Oblowitz me llamó sobre las once de la mañana del 2 de julio. 

Efectivamente, es Daly quien tiene la película bloqueada. No quiere que se comercialice porque no le gusta la imagen que se da de todo aquello, se siente traicionado. «Fair enough», dice Oblowitz, pero eso es lo que encontró cuando empezó a tirar de esa historia de una de las «épocas doradas del surf», de cuando él era joven y surfeaba solo en Sudáfrica. «Sea of Darkness no es una película de surf, sino de piratas. Es difícil hacer una buena película y esta es una de ellas. Y es buena porque no la he hecho yo, sino el cosmos. Es el universo el que la ha hecho a través de mí. Yo he sido un vehículo porque, en realidad, eso es un artista: un chamán que tiene la suerte de disfrutar de un don orgánico que te permite abrirte a esa reverberación cósmica; un taxista de los dioses que lleva su mensaje a su destino, su conductor de Uber personal». 
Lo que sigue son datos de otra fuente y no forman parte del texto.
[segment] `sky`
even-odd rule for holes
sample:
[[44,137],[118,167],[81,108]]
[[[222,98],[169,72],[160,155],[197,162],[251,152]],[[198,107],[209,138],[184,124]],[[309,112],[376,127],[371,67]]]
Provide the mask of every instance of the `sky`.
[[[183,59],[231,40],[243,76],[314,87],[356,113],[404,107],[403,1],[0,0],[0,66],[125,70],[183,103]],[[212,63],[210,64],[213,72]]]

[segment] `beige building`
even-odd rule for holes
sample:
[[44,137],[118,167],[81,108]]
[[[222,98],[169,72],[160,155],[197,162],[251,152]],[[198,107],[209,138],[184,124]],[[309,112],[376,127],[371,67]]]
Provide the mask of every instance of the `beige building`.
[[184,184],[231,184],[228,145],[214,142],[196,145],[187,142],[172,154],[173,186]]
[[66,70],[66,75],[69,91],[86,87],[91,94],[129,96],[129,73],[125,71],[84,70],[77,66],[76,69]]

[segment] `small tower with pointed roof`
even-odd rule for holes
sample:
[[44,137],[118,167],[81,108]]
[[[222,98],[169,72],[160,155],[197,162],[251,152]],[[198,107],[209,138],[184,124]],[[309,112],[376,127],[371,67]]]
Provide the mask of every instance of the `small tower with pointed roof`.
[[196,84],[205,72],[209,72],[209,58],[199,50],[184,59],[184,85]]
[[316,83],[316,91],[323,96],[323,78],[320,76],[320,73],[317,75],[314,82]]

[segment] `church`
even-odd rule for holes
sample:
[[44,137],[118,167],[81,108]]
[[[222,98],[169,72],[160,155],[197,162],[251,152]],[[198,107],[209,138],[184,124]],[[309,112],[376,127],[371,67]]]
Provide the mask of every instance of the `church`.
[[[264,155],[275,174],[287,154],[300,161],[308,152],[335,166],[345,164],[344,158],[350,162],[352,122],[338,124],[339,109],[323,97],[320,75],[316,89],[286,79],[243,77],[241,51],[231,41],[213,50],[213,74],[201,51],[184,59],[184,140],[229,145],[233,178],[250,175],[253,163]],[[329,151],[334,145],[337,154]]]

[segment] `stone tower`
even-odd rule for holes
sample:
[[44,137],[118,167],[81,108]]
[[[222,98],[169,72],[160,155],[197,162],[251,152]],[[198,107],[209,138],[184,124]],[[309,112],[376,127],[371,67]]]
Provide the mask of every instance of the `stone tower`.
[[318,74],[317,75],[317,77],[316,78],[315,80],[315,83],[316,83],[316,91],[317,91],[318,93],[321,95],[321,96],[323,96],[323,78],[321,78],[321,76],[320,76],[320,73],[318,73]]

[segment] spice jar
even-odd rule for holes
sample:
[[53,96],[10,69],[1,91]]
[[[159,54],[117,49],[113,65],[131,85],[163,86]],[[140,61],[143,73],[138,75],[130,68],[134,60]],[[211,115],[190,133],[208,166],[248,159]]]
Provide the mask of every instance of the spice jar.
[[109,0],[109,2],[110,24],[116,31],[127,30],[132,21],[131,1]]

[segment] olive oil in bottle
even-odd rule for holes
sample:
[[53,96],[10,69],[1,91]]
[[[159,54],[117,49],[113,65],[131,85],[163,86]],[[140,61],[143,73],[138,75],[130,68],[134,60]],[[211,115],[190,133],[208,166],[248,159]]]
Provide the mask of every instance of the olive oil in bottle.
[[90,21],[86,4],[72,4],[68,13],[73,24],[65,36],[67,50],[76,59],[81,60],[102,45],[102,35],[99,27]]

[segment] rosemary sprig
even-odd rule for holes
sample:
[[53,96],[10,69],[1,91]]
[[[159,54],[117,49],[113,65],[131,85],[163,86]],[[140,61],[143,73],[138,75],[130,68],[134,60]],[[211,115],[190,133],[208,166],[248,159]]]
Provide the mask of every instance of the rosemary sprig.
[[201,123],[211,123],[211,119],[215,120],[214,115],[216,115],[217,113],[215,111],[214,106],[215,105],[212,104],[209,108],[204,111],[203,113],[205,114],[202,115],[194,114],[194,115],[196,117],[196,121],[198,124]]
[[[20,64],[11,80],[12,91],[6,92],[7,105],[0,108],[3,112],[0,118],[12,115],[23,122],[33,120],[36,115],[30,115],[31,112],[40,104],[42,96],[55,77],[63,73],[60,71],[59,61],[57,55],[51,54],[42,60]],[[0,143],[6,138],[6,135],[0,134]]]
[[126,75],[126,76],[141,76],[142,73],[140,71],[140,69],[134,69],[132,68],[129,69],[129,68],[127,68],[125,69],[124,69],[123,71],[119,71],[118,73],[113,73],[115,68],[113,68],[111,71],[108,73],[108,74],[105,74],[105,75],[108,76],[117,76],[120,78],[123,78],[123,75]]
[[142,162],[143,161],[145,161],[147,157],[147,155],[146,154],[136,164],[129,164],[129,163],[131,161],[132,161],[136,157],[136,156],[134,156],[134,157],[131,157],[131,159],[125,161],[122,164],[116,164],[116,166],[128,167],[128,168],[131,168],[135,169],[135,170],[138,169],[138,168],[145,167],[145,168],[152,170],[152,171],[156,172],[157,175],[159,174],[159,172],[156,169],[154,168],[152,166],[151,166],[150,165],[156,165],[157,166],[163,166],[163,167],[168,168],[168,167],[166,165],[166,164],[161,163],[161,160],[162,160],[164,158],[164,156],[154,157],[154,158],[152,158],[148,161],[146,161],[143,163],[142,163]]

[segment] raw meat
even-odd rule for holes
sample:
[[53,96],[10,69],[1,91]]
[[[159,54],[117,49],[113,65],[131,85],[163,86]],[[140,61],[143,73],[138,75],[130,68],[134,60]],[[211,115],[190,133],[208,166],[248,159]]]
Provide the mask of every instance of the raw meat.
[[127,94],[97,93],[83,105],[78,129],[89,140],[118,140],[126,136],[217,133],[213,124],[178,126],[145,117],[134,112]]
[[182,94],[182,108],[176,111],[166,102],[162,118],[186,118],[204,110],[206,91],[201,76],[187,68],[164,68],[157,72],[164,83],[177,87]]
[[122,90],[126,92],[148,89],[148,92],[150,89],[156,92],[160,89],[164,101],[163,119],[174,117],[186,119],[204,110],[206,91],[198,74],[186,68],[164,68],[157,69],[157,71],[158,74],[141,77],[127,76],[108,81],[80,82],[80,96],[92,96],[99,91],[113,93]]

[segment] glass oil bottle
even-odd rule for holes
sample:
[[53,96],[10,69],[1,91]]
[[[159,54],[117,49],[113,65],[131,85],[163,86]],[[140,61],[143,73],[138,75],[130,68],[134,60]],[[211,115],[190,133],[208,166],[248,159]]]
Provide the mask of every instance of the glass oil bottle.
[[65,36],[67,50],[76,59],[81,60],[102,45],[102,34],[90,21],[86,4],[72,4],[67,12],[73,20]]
Dice que la película está ahí: hay una copia pirata en cada barco de Indonesia y muchísimas más; la verdad siempre acaba saliendo a la superficie, y, hasta entonces, quizá haga una película de la película. ¿Acaso no estoy haciendo yo un reportaje de ella? ¿No hizo algo parecido Scorsese con esa de Bob Dylan de hace cuarenta años? Tienes que ver Rolling Thunder Revue. Dylan, Scorsese, Jimi Hendrix… Dime: cuando Leonard Cohen canta «Suzanne», ¿es él quién lo hace, o es simplemente un vehículo, una caja de resonancia del cosmos? Sea of Darknesses atemporal, continua, una metáfora de la tragedia en la que se puede convertir la vida porque cada sueño tiene su reverso en pesadilla. Un día la verán millones de personas, puede que en 2080 sea su bisnieto el que la lleve a un festival de cine en Bali, San Sebastián, donde sea. «Esta película la hizo mi bisabuelo», dirá orgulloso. Y eso ocurrirá porque, insiste Oblowitz, el surf sobrevivirá a la industria, a Quiksilver, a las competiciones de surf y a las olas artificiales («esa mierda de vaca industrial en agua de río»).

Nada que ver con las del océano, y menos aún con las que están rompiendo estos días por su zona. Cuatro horas pasó ayer en el agua, me mandará unas fotos cuando colguemos. En algún lugar de la costa de California, un hombre de sesenta y nueve años se desliza sobre una preciosa ola verde.